Three Gaps, One Branch
The hybrid orchestration epic shipped last session. What it left behind were three follow-up issues — not defects exactly, more like threads that were cut short when the scope boundary was drawn.
The most interesting one was #620: signalAndAwait() hangs when a worker throws and retries are exhausted. I knew signalId threaded through the success path — WorkflowExecutionCompleted carries it, the handler calls recordCompletion(), settlement resolves. What I hadn’t traced was the failure path. WorkerRetryContext had no signalId field. The entire retry/exhaust flow was invisible to the settlement tracker.
The fix itself was mechanical: add the field, thread it through the Quartz JobDataMap for retries, through WorkerRetriesExhaustedEvent for exhaustion, and have the handler call recordCompletion(). But the investigation turned up a second gap — the guard quarantine path in WorkerScheduleEventHandler publishes WorkerRetriesExhaustedEvent when a worker is blocked, and that path also dropped signalId despite event.signalId() being right there.
While touching WorkerRetriesExhaustedEvent, I noticed it had tenancyId at position 5. The spi-event-tenancyid-component-order protocol says position 2. Breaking change to a record constructor — every call site needs updating. No end users, so the migration was just grep-and-fix across test files.
The second issue (#621) was a small perf fix that taught me something about DefaultCasePlanModel. SequentialPlanningStrategy.select() was calling getAllPlanItems() — which does List.copyOf(itemsById.values()) — then streaming the result into a Map<String, PlanItem> on every context-change cycle. The obvious fix was to use getPlanItemByBindingName(), which already exists. But that method filters to active items only — PENDING, RUNNING, DELEGATED. The strategy needs to see COMPLETED items to skip forward in the sequence.

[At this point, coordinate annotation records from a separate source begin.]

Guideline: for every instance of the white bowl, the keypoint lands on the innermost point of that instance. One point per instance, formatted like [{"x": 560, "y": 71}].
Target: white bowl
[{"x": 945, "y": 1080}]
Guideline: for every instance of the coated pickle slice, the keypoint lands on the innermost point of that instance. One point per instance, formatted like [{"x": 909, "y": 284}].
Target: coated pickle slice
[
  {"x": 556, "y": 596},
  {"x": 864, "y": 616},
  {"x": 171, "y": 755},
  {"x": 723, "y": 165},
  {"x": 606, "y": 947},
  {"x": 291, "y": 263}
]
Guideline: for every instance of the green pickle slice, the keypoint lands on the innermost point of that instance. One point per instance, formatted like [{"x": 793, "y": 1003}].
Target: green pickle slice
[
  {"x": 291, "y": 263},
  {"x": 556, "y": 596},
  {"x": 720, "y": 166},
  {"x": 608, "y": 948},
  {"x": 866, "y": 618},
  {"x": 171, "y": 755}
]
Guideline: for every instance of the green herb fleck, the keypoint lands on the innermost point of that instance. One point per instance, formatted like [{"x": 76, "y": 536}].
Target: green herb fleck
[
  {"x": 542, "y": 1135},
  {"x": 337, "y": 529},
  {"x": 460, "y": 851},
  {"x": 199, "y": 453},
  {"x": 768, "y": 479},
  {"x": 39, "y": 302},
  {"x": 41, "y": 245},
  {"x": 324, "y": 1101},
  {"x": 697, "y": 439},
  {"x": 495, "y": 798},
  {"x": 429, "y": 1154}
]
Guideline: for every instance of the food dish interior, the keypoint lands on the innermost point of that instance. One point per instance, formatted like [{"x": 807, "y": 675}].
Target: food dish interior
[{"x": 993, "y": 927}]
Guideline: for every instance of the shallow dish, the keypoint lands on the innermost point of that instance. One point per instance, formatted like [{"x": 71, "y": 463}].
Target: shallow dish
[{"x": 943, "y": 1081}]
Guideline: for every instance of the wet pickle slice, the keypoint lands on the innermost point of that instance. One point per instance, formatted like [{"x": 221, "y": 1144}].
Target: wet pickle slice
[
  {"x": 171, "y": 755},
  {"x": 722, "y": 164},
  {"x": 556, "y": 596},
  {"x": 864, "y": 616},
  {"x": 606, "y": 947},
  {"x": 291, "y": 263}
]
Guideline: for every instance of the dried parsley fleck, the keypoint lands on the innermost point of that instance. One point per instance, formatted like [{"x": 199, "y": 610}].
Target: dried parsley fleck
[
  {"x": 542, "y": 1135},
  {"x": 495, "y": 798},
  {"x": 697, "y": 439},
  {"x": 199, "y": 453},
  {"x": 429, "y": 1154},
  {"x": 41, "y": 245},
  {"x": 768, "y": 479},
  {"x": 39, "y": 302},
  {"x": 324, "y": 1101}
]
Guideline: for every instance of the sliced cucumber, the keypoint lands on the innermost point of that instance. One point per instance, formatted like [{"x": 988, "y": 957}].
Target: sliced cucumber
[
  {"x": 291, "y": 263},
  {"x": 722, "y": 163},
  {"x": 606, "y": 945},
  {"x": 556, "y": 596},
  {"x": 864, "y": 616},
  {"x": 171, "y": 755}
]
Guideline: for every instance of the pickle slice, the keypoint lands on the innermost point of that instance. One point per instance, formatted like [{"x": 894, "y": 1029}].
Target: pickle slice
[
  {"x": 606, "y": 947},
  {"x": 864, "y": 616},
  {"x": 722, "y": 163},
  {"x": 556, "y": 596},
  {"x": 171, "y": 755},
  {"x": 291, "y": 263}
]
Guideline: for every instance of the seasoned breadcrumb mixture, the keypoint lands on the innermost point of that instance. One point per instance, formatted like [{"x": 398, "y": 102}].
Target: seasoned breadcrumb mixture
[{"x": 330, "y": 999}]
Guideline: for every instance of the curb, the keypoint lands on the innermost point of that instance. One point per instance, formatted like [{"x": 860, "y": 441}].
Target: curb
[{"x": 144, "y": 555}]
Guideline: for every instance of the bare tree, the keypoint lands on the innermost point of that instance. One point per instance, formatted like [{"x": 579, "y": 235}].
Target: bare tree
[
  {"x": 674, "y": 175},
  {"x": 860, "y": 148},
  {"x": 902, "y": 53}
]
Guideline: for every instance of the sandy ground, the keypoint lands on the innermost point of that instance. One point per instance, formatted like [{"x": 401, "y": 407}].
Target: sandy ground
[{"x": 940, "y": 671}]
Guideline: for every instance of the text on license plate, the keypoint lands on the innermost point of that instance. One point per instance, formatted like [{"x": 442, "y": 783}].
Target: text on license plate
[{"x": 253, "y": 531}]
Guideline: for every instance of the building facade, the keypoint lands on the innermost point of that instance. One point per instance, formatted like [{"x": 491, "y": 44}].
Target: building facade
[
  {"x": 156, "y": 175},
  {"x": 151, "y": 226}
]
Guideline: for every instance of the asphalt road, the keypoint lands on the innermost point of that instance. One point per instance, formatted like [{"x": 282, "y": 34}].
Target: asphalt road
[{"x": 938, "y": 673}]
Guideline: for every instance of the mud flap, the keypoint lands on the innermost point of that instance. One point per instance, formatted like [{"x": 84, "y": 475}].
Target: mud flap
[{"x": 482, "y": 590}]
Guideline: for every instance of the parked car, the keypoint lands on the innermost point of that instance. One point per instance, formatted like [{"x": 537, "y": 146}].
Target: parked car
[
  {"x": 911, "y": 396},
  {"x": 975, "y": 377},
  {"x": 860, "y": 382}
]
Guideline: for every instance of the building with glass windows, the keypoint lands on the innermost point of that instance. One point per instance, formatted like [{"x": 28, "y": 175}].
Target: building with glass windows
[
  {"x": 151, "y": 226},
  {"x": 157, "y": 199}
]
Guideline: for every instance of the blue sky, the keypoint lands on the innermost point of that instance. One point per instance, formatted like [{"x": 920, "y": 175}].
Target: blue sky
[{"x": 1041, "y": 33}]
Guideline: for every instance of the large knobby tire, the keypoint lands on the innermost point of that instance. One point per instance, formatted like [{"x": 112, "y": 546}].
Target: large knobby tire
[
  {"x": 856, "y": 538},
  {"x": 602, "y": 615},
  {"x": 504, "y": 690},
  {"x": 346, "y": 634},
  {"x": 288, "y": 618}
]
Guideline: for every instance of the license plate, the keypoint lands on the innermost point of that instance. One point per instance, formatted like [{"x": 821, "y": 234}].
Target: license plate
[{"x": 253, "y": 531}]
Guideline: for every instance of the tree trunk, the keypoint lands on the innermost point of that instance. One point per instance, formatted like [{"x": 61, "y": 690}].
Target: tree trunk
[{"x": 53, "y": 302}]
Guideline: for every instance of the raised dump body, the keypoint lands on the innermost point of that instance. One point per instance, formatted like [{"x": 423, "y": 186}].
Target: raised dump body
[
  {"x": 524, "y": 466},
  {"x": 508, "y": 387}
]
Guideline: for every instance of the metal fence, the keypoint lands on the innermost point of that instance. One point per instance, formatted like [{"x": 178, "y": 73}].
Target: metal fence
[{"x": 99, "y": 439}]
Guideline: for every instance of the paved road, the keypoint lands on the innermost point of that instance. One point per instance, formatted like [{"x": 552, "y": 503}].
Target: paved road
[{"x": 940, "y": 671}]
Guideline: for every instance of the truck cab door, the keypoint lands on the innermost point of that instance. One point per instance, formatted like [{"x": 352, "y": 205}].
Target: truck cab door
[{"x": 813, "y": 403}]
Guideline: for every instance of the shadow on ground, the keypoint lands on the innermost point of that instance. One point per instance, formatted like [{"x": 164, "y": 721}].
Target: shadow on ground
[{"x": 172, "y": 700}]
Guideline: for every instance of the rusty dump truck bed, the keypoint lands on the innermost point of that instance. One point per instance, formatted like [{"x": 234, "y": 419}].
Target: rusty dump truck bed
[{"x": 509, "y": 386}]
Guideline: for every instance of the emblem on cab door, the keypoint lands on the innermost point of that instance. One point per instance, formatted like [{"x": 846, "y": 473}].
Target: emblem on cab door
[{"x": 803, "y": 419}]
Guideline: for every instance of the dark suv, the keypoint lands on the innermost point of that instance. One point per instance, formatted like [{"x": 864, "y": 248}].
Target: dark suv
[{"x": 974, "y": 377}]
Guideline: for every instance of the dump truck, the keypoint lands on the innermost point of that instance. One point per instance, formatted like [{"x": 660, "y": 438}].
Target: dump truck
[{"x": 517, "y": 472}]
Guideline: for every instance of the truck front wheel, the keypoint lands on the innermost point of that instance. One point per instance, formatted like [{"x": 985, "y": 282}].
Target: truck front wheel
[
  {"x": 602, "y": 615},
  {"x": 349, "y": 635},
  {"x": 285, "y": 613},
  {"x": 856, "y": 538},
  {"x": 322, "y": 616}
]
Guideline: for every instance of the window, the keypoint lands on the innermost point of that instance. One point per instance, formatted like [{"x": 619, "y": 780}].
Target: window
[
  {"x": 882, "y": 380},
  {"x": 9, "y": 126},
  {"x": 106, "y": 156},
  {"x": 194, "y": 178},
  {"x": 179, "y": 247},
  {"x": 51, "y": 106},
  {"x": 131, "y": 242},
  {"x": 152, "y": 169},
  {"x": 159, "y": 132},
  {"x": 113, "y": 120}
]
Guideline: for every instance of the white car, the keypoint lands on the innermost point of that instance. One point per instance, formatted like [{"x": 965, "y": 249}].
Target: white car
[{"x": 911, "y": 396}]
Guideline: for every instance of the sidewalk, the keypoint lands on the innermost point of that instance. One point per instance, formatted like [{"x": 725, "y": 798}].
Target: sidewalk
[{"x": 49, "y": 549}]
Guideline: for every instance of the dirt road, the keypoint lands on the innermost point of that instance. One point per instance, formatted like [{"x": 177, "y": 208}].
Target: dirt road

The underlying issue: the internal map (activeByBinding) retains terminal items because nothing cleans them up — but getPlanItemByBindingName() filters them out, and hasActivePlanItem() lazily removes them. The same data structure, three different access semantics depending on which method you call. I added findPlanItemByBindingName() as a default method on CasePlanModel — any-status lookup, O(1), zero allocation. Renamed the internal map to latestByBinding to stop the name from lying about what it contains.
The third (#622) was the simplest: buildBulkSignalEventLog() stored {"type": "bulk_signal"} as the payload — no record of what was actually updated. A signal that changes result and score looked identical in the audit trail to one that changes status and deadline. The fix adds the full updates map to the payload and the key names to metadata for fast filtering.
The pattern across all three: each gap was invisible from the API surface. The success path worked, tests passed, the feature shipped. The gaps lived in paths that only fire under specific failure conditions, or under load, or when an auditor queries the event log. The kind of thing you find when you trace a flow from end to end rather than reading a single handler.